束红云见他这等宗师派头,心下微微一抖,深思道:“这臭羽士武功如此了得,想这江湖中怕是没有几人能与之对抗?”
这“千手女娲”身怀百毒,武功深浅无人晓得,但论到暗器,倒是一等一的名家,既毒又狠,中者必死。
刘道坤怒道:“女人好不晓事,你本日若不交出解药,还想活着分开么?我劝你早些送出解药,以免自误!”
这下两边短兵相接,心下都甚了然,刘道坤等人若要将束红云活活杀死,并非甚么难事。但此女毒功高超,若要将她一举活捉,只怕大为不易。
姚广狂怒不已,大喝道:“你给我放明白点!”
她自知面前这两人都是武林中一等一的妙手,若凭真本领,只怕一个也打不过,更何况一旁另有个乘机脱手的李南星?

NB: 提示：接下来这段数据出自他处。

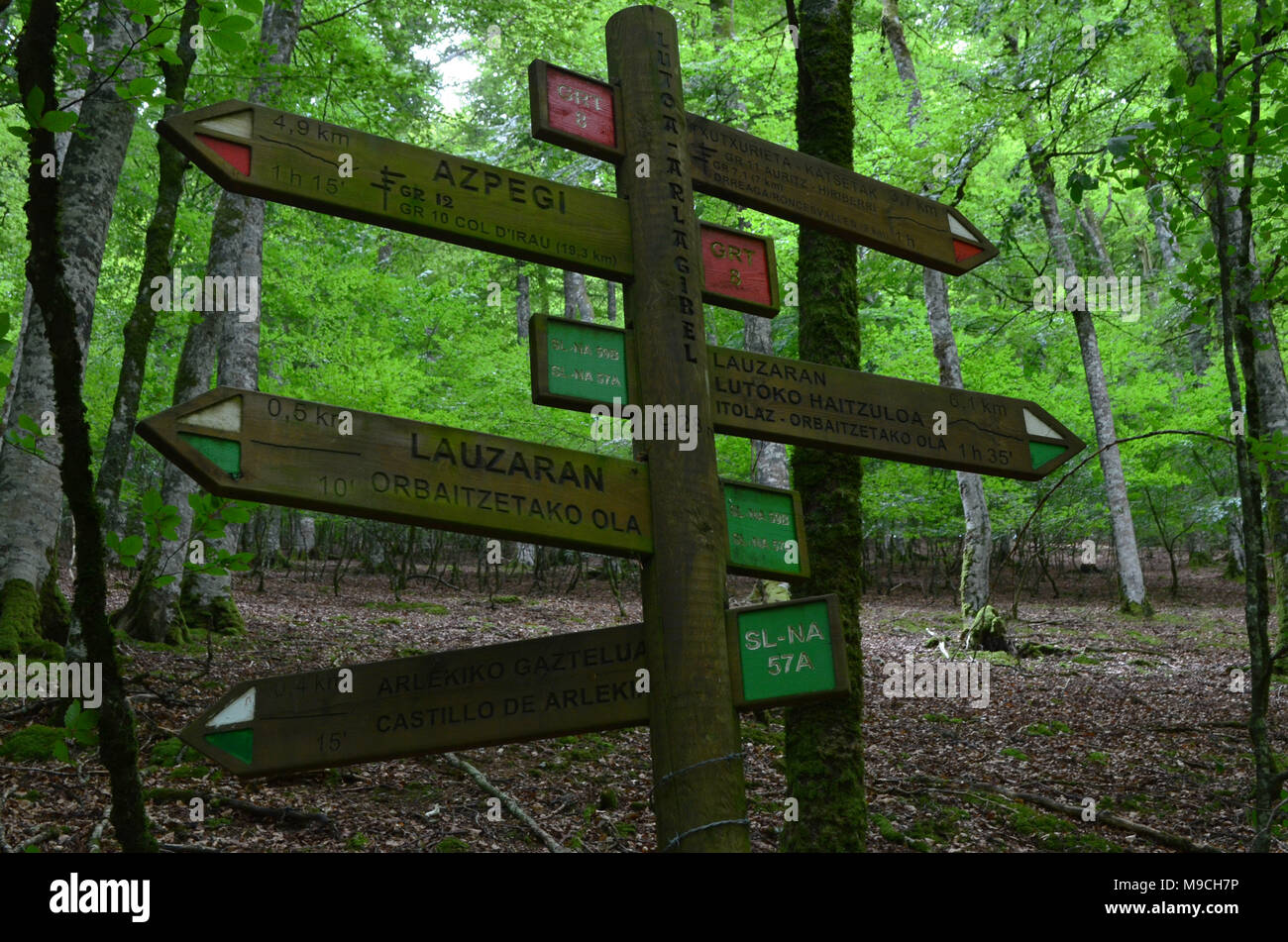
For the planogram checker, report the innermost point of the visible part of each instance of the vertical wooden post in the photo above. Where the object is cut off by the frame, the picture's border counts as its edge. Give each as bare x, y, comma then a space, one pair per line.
699, 795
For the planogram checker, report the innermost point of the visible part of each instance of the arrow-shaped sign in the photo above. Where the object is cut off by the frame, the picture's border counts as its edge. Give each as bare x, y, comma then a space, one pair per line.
581, 113
520, 690
815, 405
299, 161
751, 171
257, 447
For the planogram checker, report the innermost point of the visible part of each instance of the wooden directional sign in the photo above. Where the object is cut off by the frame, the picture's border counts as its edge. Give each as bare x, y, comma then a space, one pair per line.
258, 447
751, 171
299, 161
777, 399
522, 690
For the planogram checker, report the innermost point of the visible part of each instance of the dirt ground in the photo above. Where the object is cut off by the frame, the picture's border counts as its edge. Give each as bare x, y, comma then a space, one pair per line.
1134, 714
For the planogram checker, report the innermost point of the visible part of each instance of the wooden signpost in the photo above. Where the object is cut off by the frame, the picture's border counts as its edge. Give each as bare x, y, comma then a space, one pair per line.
258, 151
342, 171
257, 447
811, 404
668, 507
494, 693
751, 171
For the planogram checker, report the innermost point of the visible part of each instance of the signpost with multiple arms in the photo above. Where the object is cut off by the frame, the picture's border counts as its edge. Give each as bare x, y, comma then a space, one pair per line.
691, 665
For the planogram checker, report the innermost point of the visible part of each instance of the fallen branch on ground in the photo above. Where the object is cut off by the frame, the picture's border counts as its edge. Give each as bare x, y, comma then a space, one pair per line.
1158, 837
481, 780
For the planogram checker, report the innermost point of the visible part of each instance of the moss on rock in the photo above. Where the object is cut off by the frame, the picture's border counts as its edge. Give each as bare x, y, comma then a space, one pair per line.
219, 615
33, 744
20, 618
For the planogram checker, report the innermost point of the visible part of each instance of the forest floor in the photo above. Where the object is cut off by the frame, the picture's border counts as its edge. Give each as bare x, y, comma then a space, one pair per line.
1132, 713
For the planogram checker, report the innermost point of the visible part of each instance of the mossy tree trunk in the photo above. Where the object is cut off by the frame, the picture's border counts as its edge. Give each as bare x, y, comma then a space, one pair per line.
30, 493
156, 262
50, 283
206, 598
824, 741
982, 627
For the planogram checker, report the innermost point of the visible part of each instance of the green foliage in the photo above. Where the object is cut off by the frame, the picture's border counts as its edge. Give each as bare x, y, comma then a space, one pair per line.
42, 743
211, 515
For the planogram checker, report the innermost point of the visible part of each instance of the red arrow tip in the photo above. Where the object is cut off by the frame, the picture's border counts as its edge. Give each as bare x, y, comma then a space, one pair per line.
237, 155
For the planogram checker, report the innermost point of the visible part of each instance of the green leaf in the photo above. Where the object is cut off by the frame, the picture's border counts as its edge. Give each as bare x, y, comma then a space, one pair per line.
228, 42
56, 121
239, 24
143, 86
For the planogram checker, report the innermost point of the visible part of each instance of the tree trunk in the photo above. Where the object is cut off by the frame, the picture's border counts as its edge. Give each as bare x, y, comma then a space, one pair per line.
769, 459
55, 296
1096, 236
576, 301
1197, 335
824, 741
983, 627
156, 263
1131, 577
236, 245
30, 493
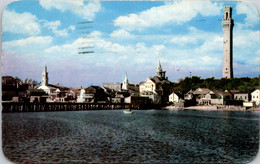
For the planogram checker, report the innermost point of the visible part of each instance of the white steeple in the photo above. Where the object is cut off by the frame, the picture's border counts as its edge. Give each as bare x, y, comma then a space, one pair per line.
125, 83
159, 72
45, 76
228, 24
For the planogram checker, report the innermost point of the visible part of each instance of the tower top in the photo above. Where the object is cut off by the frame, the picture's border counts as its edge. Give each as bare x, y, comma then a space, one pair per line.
159, 67
125, 83
45, 76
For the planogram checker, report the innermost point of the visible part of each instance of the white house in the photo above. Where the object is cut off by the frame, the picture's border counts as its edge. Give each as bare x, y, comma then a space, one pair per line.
174, 98
256, 96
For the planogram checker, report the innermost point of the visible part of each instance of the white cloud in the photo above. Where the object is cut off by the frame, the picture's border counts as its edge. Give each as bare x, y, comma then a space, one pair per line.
252, 16
86, 11
24, 23
178, 12
121, 34
72, 28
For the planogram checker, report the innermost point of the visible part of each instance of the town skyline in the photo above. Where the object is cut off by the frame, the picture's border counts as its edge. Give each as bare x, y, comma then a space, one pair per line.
128, 40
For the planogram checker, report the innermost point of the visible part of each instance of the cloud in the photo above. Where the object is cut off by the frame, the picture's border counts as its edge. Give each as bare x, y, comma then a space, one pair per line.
252, 16
179, 12
183, 40
86, 11
20, 23
121, 34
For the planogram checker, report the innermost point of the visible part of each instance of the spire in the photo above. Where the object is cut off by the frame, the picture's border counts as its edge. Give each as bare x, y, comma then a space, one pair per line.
45, 76
125, 83
159, 70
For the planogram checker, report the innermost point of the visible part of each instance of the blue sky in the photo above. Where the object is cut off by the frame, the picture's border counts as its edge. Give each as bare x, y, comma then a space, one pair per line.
126, 36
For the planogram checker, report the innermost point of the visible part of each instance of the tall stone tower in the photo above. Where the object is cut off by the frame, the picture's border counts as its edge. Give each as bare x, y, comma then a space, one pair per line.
45, 76
159, 72
125, 83
228, 24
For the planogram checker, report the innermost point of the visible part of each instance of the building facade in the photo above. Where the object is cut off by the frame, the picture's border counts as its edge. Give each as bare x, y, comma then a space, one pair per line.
228, 24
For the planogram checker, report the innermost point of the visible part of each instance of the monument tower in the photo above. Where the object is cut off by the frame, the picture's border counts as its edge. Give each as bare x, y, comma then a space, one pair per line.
228, 24
45, 76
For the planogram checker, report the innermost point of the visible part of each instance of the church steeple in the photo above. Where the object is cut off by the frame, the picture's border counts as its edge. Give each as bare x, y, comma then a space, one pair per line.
125, 83
45, 76
159, 72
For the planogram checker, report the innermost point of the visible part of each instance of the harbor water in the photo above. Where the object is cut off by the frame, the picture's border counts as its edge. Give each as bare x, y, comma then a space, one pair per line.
146, 136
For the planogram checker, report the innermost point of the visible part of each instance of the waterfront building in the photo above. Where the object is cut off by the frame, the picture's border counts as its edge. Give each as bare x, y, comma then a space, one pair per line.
13, 89
93, 94
256, 96
157, 88
37, 95
228, 24
219, 98
56, 92
200, 96
242, 96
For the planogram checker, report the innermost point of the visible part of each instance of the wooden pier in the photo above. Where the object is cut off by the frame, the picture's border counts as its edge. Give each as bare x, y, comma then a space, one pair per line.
41, 107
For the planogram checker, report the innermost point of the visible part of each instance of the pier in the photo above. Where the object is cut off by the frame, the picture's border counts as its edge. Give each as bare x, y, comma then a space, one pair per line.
58, 106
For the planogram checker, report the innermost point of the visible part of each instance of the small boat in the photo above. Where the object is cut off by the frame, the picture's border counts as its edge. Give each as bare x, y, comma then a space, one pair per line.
128, 111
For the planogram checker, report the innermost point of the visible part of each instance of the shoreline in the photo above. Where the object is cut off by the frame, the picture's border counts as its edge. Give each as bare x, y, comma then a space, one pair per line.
212, 108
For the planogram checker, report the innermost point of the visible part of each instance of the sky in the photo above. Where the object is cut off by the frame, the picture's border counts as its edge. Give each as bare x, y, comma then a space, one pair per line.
125, 37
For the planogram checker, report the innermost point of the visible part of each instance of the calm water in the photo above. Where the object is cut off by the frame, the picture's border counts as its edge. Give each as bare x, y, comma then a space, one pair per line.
146, 136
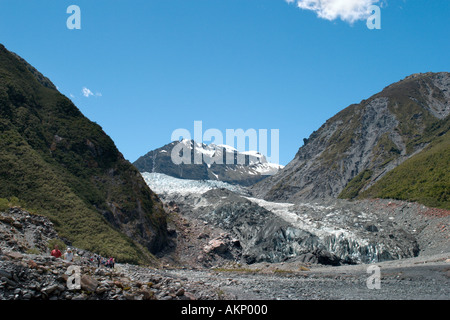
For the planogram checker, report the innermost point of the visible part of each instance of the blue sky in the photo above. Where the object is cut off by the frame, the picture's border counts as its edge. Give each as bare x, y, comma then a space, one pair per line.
153, 66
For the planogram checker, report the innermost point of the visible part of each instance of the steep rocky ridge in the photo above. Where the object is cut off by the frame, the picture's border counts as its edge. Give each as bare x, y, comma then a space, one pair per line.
60, 164
363, 142
252, 168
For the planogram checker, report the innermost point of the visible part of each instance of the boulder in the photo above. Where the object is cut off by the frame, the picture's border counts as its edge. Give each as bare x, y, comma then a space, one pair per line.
88, 283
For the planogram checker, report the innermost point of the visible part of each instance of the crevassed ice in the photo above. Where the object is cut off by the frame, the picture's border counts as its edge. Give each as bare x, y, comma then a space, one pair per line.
164, 184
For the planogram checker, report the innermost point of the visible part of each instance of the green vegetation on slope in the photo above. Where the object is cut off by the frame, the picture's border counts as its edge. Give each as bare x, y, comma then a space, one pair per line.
424, 178
60, 164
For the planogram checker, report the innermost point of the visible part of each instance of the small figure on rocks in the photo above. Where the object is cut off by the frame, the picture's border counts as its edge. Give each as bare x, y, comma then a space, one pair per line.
68, 256
110, 262
56, 253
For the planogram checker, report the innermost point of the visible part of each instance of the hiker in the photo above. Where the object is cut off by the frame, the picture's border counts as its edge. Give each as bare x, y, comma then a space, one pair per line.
68, 256
110, 262
56, 253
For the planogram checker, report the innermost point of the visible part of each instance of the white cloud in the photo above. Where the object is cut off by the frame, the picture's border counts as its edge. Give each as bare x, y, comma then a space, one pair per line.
346, 10
86, 92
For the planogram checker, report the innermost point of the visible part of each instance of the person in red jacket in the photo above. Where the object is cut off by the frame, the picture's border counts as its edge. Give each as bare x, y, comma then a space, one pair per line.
56, 253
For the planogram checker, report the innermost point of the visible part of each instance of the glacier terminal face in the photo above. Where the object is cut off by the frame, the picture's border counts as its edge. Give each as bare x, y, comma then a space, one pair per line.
333, 233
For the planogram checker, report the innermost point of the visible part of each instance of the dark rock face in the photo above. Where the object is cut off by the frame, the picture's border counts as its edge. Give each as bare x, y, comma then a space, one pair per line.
251, 170
363, 142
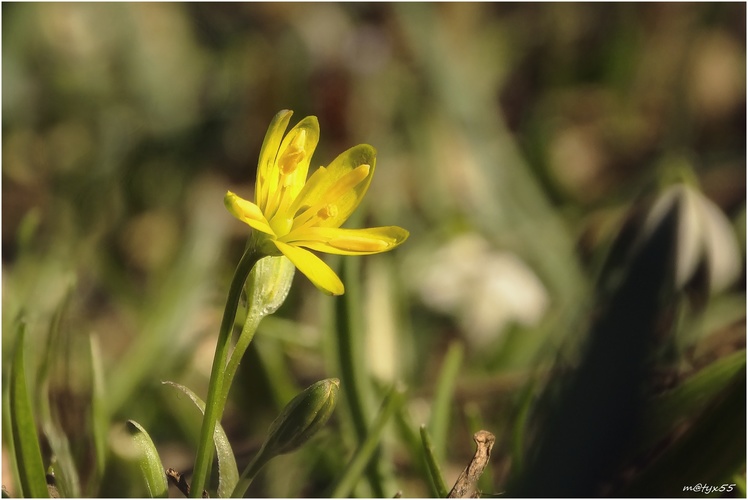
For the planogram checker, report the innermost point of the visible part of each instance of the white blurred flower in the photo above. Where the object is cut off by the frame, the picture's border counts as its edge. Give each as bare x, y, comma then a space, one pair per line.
486, 290
705, 236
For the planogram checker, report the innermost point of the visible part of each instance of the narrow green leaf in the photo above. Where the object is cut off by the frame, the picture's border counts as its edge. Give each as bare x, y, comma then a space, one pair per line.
711, 452
355, 382
28, 454
67, 480
686, 400
441, 408
148, 461
357, 465
228, 472
438, 486
99, 415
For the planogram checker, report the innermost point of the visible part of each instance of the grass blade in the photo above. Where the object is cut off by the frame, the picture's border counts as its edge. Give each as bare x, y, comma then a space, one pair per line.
25, 439
150, 465
228, 472
442, 406
439, 487
363, 454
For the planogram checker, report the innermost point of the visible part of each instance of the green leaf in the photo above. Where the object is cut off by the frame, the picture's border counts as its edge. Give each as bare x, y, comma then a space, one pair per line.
352, 473
439, 487
148, 461
689, 398
228, 472
99, 415
31, 472
442, 407
711, 452
63, 464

束红云笑道:“哦,被你这么一吓,我想起来了,是黄色的那瓶。”
姚广那里听得下她这满嘴的胡说八道,顿时怒道:“快说,少跟我耍花腔!”
束红云落下地来,顿时呸了一声,大声道:“好不要脸,不是一对一吗,如何又来了个臭老道欺负我这弱女子?”
刘道坤神采一沉,道:“老道的主张不好?那女人有甚么高见?”
说着从怀中取出7、八只瓶罐,蓝的黄的,方的圆的,真可说是琳琅满目,束红云朗声道:“全都拿去吧!”手一挥,这7、八只瓶罐便全都往姚广扔来。
此时姚广上半身向后仰倒,两足定在地下,胸腹间已然不设防。
姚广那里能容她就这般分开,登即喝道:“解药留下,再走不迟!”说着一掌吃紧劈出。
面前是个谁也何如不了谁的局面,姚广等人没法逼她交出解药,但束红云也没法走脱,两边已成僵局。
只见这一招功力到处,身遭三尺以内的灰尘竟都往外飘开,从他脚下为垓心,呈现一块近三尺的圆形净土。
只见那7、八只小瓶摔在地下,却没分裂,只滴溜溜的原地转着,却不知哪瓶才是解药。
世人一听,脸上无稳定色。所谓匹夫无罪,怀璧其罪,公然要的是那张盐引。
姚广听了赶紧缩手,任凭那几只小瓶从面前飞过,心下悄悄叫险,想道:“我这常日妄自吹嘘行走江湖经历老练,本日却得亏这孩子提示。”
束红云伸出食指,悄悄抵住脸上的酒涡,点头道:“道爷这个主张听来不是个好主张。”